In the case of late, I ended up with:
late %>% mutate(family = case_when( field_code < 500 ~ paste('885', str_pad(field_code, 3, pad = '0'), sep = ''), field_code >= 500 & field_code < 600 ~ paste('883', str_pad(field_code - 500, 3, pad = '0'), sep = ''), TRUE ~ as.character(field_code)), rep = as.character(rep), tree = as.character(tree)) -> late
And we merge the files using:
early_8 %>% left_join(late, c('rep', 'sets', 'tree')) %>% left_join(base_pedigree, by = c('family' = 'genotype')) -> both
Some (many, most?) people may disagree with my use of right assign, which I love. Surely one could use either left assign or %<>%
from the maggrittr package. By the way, why do I have to explicitely load magrittr (instead of relying on tidyverse) to access %<>%
?
And this is how I go about learning new things: lots of false starts, often working with small examples (I used a few to check how left_join
was working), lots of searching for explanations/tutorials (thanks to everyone who has written them) and asking in Twitter. If you are just starting programming, in any language, do not feel intimidated by cool looking code; most of the time it took many iterations to get it looking like that.
I found this very interesting. I just started to code with %>% and my code has become easier to read (always had a hard time figuring out some chunks of code). I haven’t tried the map family functions but I suspect it will enhance my code.
Thanks for sharing your experience.
Glad that you found it interesting.
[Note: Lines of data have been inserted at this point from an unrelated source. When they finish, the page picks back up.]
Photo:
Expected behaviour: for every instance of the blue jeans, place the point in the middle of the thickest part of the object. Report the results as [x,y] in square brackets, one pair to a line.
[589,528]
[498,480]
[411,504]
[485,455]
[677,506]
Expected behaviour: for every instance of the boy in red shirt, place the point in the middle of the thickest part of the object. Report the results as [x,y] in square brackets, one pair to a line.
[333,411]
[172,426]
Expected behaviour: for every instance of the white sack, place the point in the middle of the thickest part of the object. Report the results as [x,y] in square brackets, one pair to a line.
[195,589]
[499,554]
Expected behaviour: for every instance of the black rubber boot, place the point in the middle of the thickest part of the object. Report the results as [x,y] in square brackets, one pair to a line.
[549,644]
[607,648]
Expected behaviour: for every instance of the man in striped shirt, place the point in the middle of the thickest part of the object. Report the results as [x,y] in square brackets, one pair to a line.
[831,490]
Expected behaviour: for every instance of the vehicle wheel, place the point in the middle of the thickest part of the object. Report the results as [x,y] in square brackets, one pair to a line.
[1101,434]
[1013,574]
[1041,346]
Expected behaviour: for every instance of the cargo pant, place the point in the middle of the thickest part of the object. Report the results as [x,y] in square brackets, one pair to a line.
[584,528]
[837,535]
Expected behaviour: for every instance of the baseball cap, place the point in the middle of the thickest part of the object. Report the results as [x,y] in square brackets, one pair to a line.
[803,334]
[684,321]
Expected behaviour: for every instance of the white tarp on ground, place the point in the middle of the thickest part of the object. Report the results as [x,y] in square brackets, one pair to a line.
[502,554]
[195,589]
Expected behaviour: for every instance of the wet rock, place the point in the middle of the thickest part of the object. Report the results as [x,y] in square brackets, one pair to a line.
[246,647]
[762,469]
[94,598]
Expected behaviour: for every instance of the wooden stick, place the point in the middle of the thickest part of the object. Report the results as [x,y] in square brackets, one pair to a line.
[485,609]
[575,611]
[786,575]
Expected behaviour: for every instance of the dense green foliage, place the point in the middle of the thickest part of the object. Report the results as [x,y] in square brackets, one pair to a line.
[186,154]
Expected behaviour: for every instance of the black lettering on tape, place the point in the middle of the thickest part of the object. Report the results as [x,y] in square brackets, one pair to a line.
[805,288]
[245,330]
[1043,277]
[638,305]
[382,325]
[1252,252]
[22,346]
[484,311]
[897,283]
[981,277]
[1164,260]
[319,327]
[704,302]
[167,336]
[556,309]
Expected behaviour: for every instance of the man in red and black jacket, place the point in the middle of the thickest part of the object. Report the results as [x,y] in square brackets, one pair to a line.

The purrr package, which includes map, is quite useful.
Thanks for the article Luis.
Hi Luis!
Glad to see an example for efficient management of datasets on R. I usually write long (and probably inefficient) chunks of code for manipulating and merging my datasets. I was wondering if you could share part of the datasets you used here to replicate the code (and understand better the differences).
Thanks!
Hi Nora, I’ll try to get some skeleton datasets to upload. Unfortunately they contain commercially sensitive data. I should have something up tomorrow.